On the medical evidence, the Council argued there was little it could do. Ms T had chosen an unconventional lifestyle and could do more to help herself.
In view of the medical evidence, the review decision was unreasonable and must be quashed. ‘Suitable must be given a broad meaning’ and the accommodation offered did fall below the minimum standard when considering Ms T’s circumstances which included her mental health.
This was enough for the appeal to succeed. However, the other grounds would also have succeeded. The decision maker failed to carry out adequate enquiries, failed to have regard to the information that found its way into the strategy document and either did not know of, or ignored, the existence of sites with the potential to accommodate Ms T whether in the ownership of the Council or not.

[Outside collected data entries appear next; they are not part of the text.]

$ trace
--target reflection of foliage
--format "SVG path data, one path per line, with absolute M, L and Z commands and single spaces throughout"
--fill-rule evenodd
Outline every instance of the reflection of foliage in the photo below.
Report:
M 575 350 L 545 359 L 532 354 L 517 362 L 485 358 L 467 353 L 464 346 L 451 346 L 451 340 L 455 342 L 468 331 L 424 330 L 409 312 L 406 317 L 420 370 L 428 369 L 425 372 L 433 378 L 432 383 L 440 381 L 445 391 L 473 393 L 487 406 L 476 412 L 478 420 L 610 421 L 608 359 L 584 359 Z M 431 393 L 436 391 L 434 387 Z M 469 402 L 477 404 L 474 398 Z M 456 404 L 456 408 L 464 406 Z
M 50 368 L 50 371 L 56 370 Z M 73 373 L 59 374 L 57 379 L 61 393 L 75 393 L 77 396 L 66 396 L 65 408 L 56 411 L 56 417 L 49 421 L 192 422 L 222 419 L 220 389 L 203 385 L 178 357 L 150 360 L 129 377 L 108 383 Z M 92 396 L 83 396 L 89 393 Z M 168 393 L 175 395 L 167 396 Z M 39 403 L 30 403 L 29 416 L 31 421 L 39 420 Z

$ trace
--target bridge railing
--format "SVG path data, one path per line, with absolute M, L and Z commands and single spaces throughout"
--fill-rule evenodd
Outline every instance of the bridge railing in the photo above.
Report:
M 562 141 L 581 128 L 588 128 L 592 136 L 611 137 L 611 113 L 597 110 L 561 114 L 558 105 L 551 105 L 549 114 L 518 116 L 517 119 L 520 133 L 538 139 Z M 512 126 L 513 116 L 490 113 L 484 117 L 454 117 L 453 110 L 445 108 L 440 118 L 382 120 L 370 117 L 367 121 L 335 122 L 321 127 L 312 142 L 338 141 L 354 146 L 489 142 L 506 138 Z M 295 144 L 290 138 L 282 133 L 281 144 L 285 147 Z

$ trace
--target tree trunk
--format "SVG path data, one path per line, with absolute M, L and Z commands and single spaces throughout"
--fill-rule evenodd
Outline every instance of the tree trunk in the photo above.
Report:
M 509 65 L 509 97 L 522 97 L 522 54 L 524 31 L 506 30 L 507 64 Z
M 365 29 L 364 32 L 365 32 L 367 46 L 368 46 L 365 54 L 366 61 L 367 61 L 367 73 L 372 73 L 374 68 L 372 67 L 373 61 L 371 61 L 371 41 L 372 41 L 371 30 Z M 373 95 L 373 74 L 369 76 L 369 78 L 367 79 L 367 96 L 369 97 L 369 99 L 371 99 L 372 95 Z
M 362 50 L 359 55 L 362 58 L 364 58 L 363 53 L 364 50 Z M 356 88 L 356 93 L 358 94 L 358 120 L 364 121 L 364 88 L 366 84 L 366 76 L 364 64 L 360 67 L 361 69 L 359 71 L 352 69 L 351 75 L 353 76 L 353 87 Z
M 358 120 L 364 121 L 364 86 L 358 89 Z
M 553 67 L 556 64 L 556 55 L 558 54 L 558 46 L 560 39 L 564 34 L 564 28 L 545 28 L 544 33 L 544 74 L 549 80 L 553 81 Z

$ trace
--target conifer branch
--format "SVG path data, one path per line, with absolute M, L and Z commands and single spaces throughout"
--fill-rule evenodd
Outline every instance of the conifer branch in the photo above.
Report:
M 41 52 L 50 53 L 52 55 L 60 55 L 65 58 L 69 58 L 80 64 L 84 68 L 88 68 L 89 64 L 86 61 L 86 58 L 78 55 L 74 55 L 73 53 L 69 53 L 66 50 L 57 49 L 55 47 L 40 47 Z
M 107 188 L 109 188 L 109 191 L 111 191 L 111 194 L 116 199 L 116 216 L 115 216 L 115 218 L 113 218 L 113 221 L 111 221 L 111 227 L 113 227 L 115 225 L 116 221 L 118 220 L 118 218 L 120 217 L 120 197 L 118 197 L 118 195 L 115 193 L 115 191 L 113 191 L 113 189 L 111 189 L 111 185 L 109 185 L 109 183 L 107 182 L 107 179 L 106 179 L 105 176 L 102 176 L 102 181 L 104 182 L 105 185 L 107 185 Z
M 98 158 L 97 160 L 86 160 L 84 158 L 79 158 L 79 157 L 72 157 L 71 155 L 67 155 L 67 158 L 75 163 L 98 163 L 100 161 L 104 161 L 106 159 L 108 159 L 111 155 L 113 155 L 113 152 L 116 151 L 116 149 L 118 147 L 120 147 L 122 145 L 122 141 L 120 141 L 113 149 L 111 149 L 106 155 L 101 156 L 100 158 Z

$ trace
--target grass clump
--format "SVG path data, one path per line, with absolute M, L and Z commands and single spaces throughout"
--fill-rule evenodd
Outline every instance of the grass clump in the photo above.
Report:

Further, the decision maker had failed to have regard to the principles in Cadona and Lee. The application of Cadona is limited to circumstances of urgency.
While this is only a County Court appeal, the interpretation of Cadona, on when bricks and mortar accommodation may be considered suitable for travellers, is clear in its direction. Further, on the evidence of the Council’s own strategy document, there were potential sites not considered in the review, strengthening the argument against the ‘this is all that is available’ decision. But it is the medical evidence – unchallenged – that was clearly most persuasive here. It could not be reasonable, or suitable, to place the appellant in accommodation which would exacerbate her depression.
To some extent, that key finding on the medical evidence side steps the issue, raised in a rather unsubtle and unappealing way by the Council, of a distinction between new travellers – a choice of lifestyle – as opposed to gypsies or travellers as an ethnic or cultural group. As we saw, this distinction was raised – without conclusion – by the ECtHR in Horie v UK [our report], with the question being posed whether a ‘personal choice’ of lifestyle would attract the same ‘positive obligation to facilitate a way of life’ as that owed to an ethnic or cultural group. I suspect this a question that will be revisited here in the future.